I mustered up the guts to stand and start grabbing my things a few subsided sniffles later, but I hugged the woman before I left, with a soft ingat po kayo ate. Because all eyes were now on me and my belongings, I offered a bit about myself (naoperahan din po yung anak ko, seven years old siya, babae). In the five hours I’d been with the group before leaving, they hadn’t approached me, hadn’t pressed me to divulge any information about myself. I didn’t need to. Even as I stumbled out of the waiting room, I knew that I did not belong. And not just because I was decades younger than everyone. I was updated three times during the operation. I left on the same afternoon that I entered. I didn't stay long enough to belong.

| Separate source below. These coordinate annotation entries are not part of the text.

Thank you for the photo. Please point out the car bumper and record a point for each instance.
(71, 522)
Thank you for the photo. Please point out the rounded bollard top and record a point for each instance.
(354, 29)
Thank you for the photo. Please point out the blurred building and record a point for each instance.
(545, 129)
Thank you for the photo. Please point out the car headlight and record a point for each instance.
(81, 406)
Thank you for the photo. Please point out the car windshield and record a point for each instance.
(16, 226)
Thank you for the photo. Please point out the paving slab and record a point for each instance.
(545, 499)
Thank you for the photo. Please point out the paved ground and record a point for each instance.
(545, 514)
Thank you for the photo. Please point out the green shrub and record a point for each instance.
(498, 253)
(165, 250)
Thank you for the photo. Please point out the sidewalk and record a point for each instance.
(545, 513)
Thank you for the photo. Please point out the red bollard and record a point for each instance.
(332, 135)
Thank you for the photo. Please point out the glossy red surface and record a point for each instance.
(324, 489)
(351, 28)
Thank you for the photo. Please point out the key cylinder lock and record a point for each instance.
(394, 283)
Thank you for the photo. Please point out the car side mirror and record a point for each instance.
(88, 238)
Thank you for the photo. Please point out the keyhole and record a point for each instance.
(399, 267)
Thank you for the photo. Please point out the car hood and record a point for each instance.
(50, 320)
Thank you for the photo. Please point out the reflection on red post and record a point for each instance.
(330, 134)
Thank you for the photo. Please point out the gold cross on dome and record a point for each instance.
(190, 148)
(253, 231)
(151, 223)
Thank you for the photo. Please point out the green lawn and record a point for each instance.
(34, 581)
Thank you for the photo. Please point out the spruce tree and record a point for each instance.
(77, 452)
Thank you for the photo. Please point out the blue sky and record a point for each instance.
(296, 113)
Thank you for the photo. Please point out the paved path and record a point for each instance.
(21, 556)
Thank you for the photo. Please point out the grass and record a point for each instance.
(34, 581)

The woman who cried yesterday wasn't in the waiting room today. As I finish typing this out now hours after I started, all of them have left. The bags in the photo are gone and the cold steel bench has lost its pop of color. I'm the only one here. I didn’t really notice when the talking stopped and the goodbyes started, or if there were even any proper goodbyes at all. People just started hauling their things away in the same giddy oh-wow-I-can-really-leave-now mood that I was in yesterday. In two days, they’ll be back to rejoin their loved ones once they’re discharged from the ICU. If they’re as lucky as I was, they’ll be back tomorrow.

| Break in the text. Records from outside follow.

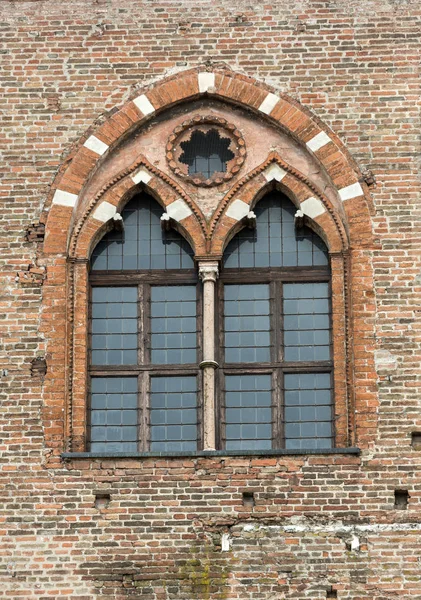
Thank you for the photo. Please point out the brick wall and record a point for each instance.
(317, 526)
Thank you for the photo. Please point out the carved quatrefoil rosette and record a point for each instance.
(209, 142)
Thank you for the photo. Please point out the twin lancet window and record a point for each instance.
(161, 379)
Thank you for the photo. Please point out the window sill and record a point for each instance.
(212, 453)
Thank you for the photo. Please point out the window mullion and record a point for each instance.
(143, 404)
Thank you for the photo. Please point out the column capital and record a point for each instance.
(208, 271)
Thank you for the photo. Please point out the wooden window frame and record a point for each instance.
(144, 370)
(277, 367)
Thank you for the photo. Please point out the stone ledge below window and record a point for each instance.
(212, 453)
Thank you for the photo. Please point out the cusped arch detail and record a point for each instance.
(219, 83)
(232, 211)
(109, 201)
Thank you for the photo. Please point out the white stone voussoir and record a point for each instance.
(178, 210)
(142, 175)
(238, 210)
(144, 105)
(312, 207)
(269, 103)
(96, 145)
(205, 81)
(104, 212)
(351, 191)
(64, 198)
(274, 171)
(318, 141)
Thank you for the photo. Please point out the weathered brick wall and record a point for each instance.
(320, 527)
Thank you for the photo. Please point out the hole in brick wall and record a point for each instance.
(401, 499)
(248, 499)
(416, 439)
(102, 500)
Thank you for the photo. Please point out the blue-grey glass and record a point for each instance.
(248, 412)
(173, 324)
(308, 411)
(306, 321)
(247, 323)
(114, 325)
(173, 413)
(275, 241)
(142, 245)
(114, 420)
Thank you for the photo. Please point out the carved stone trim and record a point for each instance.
(208, 271)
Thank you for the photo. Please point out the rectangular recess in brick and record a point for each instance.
(102, 500)
(248, 499)
(416, 439)
(401, 499)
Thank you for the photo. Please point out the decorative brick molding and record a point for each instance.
(221, 84)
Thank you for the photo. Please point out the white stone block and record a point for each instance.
(64, 198)
(104, 212)
(312, 207)
(274, 171)
(96, 145)
(269, 103)
(351, 191)
(238, 210)
(178, 210)
(142, 175)
(206, 81)
(144, 105)
(318, 141)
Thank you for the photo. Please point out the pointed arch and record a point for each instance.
(98, 142)
(94, 220)
(317, 208)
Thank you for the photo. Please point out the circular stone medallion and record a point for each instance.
(206, 150)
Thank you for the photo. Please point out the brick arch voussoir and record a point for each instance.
(221, 83)
(230, 216)
(98, 216)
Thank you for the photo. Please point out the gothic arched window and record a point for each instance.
(275, 341)
(274, 349)
(144, 350)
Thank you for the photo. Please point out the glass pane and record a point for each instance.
(248, 412)
(247, 323)
(173, 413)
(142, 245)
(173, 324)
(308, 411)
(114, 326)
(275, 241)
(114, 422)
(306, 321)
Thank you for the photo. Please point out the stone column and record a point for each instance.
(208, 272)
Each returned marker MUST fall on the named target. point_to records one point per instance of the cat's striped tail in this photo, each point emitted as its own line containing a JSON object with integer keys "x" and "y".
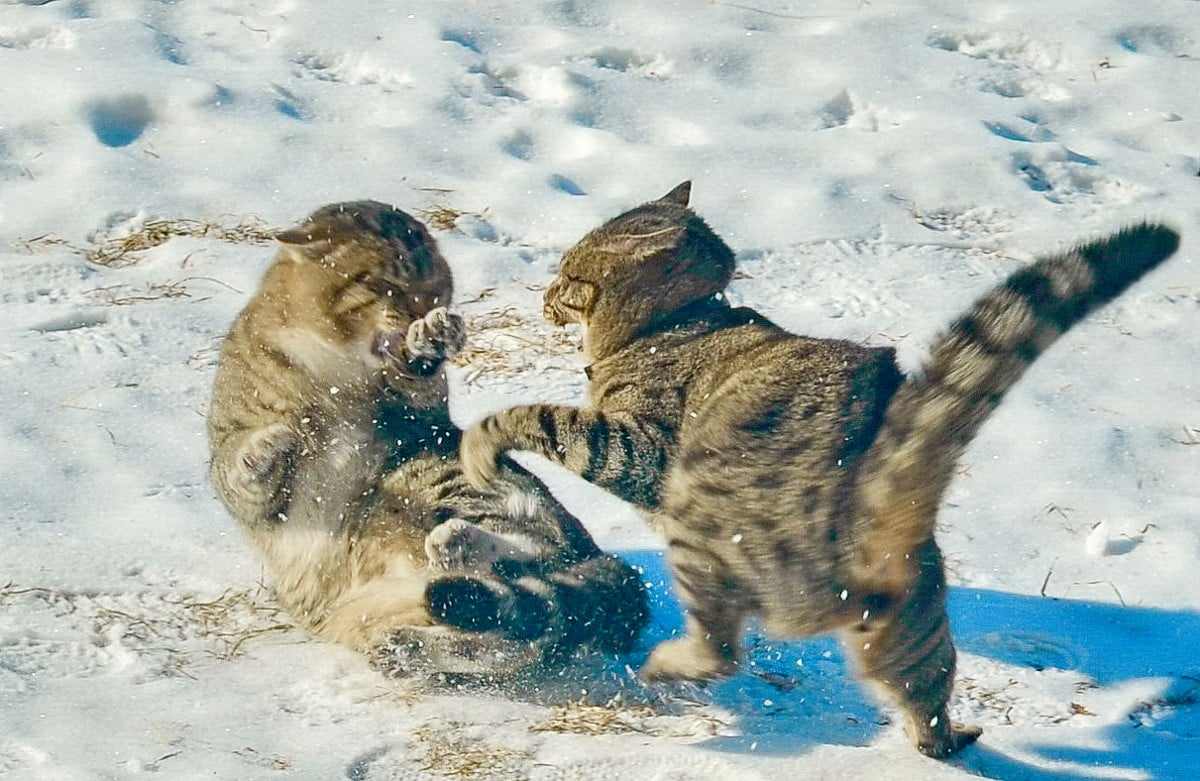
{"x": 934, "y": 416}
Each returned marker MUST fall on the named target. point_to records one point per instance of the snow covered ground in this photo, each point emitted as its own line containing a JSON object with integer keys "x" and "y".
{"x": 876, "y": 163}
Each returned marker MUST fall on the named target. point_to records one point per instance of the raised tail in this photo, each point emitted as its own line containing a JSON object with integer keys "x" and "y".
{"x": 934, "y": 416}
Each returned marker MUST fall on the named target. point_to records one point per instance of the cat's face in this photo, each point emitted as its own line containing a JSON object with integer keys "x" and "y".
{"x": 377, "y": 269}
{"x": 635, "y": 269}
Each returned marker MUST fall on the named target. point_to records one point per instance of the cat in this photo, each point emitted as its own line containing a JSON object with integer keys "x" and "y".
{"x": 796, "y": 479}
{"x": 331, "y": 444}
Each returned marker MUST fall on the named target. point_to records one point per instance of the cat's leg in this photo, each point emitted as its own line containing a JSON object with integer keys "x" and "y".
{"x": 253, "y": 474}
{"x": 909, "y": 658}
{"x": 709, "y": 648}
{"x": 598, "y": 602}
{"x": 618, "y": 451}
{"x": 427, "y": 650}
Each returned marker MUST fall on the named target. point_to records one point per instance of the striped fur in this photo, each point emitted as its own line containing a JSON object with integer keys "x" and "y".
{"x": 333, "y": 446}
{"x": 795, "y": 479}
{"x": 934, "y": 416}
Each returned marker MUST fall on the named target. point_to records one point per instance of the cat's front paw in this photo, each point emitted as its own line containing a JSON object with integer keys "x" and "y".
{"x": 460, "y": 545}
{"x": 259, "y": 462}
{"x": 687, "y": 659}
{"x": 437, "y": 336}
{"x": 479, "y": 454}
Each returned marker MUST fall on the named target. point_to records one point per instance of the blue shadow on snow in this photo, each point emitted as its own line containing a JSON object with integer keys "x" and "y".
{"x": 792, "y": 695}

I only had to be away for a day and now I'm waiting excitedly to reunite with my brave little girl who’s been progressing faster than expected. I'm smiling at and greeting everyone who passes by because knowing my kid is going to be okay has recharged half of my batteries. I enjoy all the small ah kayo po yung mother questions and comments of ang bait niya ang daldal niya grabe dirediretso yung English niya ang friendly niya nag he hello siya palagi sa akin ang likot niya. That’s my daughter, alright.

I wonder if any of the women hugged before parting ways; if the sudden onset of intimate revelations for each of them kindled real friendships or if that was all just catharsis. I wonder if they exchanged contact details and if they're actually going to keep in touch.

I hope all of them are safe and with their families and feeling the same unending ocean of gratitude and love that I'm feeling, even if, for a while, they did belong in the waiting room.